The video? Just no. I can’t. I abhor real-world violence, and also want to afford him his dignity and privacy. If I spin up a Charlie Kirk vid it’ll be to watch him do what he does best: carry on a fiercely intellectual argument with preternatural consistency and forward motion, while his naive interlocutors slowly realize they’re publicly a bit screwed for the moment. One imagines they skulk away for some soul-searching, forever changed for the better.
While not quite ever showing us what real critical thinking is, he succeeded at doing such a good parody of it that it did more good than harm.

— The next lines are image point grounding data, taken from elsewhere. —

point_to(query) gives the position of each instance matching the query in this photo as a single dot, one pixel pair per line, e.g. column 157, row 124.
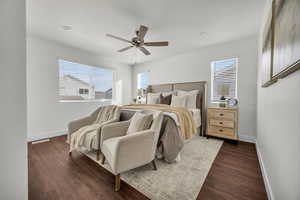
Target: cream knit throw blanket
column 85, row 135
column 187, row 123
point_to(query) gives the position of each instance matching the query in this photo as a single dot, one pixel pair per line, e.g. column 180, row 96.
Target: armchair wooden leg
column 117, row 182
column 103, row 160
column 154, row 165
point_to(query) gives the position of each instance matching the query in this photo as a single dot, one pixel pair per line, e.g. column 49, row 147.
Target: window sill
column 86, row 101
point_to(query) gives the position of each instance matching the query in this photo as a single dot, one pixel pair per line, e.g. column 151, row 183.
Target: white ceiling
column 186, row 24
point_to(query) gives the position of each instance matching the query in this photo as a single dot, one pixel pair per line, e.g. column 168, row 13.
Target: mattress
column 196, row 114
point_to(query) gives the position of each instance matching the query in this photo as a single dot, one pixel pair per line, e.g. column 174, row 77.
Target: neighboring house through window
column 82, row 82
column 224, row 79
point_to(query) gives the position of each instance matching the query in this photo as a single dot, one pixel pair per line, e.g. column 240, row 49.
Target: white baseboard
column 46, row 135
column 246, row 138
column 264, row 174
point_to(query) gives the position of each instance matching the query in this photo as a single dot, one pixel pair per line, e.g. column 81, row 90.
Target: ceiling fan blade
column 118, row 38
column 124, row 49
column 145, row 51
column 142, row 32
column 153, row 44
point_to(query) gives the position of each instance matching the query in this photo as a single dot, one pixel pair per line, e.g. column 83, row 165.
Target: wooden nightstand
column 223, row 122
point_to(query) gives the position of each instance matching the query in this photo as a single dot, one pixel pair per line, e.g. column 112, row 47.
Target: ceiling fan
column 138, row 41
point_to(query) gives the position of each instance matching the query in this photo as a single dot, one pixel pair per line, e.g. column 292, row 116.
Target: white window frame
column 106, row 101
column 212, row 64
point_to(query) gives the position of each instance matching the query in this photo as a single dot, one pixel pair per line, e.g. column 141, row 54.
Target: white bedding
column 196, row 113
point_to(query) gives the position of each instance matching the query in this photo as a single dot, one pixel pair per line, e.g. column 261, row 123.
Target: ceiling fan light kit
column 138, row 41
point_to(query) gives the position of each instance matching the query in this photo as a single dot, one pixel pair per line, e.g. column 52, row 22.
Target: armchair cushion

Let’s all for now on dig a little deeper and remember what Charlie said: that when you stop talking, stop debating the heated stuff, that’s when the violence starts.

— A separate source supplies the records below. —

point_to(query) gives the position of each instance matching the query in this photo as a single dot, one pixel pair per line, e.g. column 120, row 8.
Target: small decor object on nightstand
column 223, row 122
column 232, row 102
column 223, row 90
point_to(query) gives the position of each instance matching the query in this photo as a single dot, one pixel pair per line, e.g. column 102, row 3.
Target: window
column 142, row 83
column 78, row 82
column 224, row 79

I disagree with something like 80% of his views, and our values clash enormously. Where he seemed committed to the Randian ideal, the economic conservative angle, the theist angle, meritocratic myths and austerity, provincial views of tradition and gender issues, I tend toward compassionate capitalism with guaranteed dignity concerning the basics, and a decidedly liberal view on sex, gender, marriage, live and let live. I don’t think taxes are theft or that social services encourage laziness.

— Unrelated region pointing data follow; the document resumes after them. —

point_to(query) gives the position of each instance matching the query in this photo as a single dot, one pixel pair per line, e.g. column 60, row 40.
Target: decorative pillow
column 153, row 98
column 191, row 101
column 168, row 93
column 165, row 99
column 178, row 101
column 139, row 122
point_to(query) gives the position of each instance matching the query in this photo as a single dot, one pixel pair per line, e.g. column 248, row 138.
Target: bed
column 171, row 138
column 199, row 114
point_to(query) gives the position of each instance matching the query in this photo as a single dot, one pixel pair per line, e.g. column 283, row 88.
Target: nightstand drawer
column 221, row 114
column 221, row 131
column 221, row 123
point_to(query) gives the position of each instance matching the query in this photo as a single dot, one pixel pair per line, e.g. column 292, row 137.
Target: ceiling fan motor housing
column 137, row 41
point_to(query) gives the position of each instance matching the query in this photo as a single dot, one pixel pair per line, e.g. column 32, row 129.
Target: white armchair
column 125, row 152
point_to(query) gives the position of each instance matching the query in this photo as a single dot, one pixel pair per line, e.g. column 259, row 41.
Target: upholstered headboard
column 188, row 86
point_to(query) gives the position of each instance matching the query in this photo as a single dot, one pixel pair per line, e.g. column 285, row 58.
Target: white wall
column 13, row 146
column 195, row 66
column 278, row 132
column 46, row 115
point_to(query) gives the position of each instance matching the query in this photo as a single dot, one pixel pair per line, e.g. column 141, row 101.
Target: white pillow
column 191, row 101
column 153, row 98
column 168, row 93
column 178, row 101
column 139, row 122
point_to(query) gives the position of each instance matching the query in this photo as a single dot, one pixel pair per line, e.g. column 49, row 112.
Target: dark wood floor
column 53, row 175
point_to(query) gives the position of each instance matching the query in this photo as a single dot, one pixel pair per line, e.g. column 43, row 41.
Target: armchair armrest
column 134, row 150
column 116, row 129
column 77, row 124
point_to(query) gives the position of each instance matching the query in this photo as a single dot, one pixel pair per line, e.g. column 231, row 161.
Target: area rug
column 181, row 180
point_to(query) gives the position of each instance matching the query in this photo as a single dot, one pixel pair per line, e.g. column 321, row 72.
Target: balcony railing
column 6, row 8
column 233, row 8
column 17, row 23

I don’t think we’re better off in some laissez-faire libertarian fantasy. The facts don’t suggest that, regardless of how dazzlingly he spins it.
When Charlie waxed conservative, I saw the flaws and quietly seethed, taking note of where the argument went off the rails or where our values diverge.
And yet he was never boring and I still weep for him and his family. Beautiful man, beautiful short life. I have such vast admiration for his courage, talent, and persistent intellectual bent.
Join me in carrying the torch to the best of our ability. Let’s not forget the example he set. Let’s do our parts to make his life and death mean something. He showed us that peaceful, penetrating discourse asks a lot of us, and that to preserve our dignity around our views, we really need to work to earn it.
The quality of our conversations may very well determine whether our species lives or dies in the years ahead. So his message means everything. Let’s keep it alive.
I’ll end how I began: I only ever agreed with maybe 7.4% of the things Charlie Kirk said. But that’s not the point. I agreed with 100% of how he lived his life and I’m 100% heartbroken. today we grieve. Tomorrow we write. And in a new way. We can do this, guys. Talk soon.



I was so sad about Charlie Kirk, whom I disagreed with both in his beliefs and his rhetorical methodology. I even wrote a piece about it, as you can see. But throughout all that time I wasn’t paying attention to the national sentiment. Seems like it’s being framed as an attack on the radical left? I’m a little confused because I’m pretty progressive and yet I would fight and die to protect Kirk’s right to free speech. I thought he was a stellar American who challenged us all to think harder and to stop being mentally lazy. But now I’m hearing rumblings of a civil war against “the left”?
Wtf?! When George Floyd was killed I told people that one cop killing a black guy doesn’t make it a cop problem or a race war and that it’s about Chauvin only and whether he was negligent or excessive. And that looting was criminal and irrational, and the virtue signaling and purity tests were mostly nonsense that didn’t square with statistical reality.
But now when one disturbed young adult acts alone to assassinate a right wing visionary influencer, suddenly we have to blame the whole left? That’s stupid.
Thoughts? Both sides say horrible things about the other. One smart gamer kid from a Republican family shoots Kirk and says “fascist, catch” on the bullet and now it’s a civil war against the “radical left?” Who does that even include? Help me out here.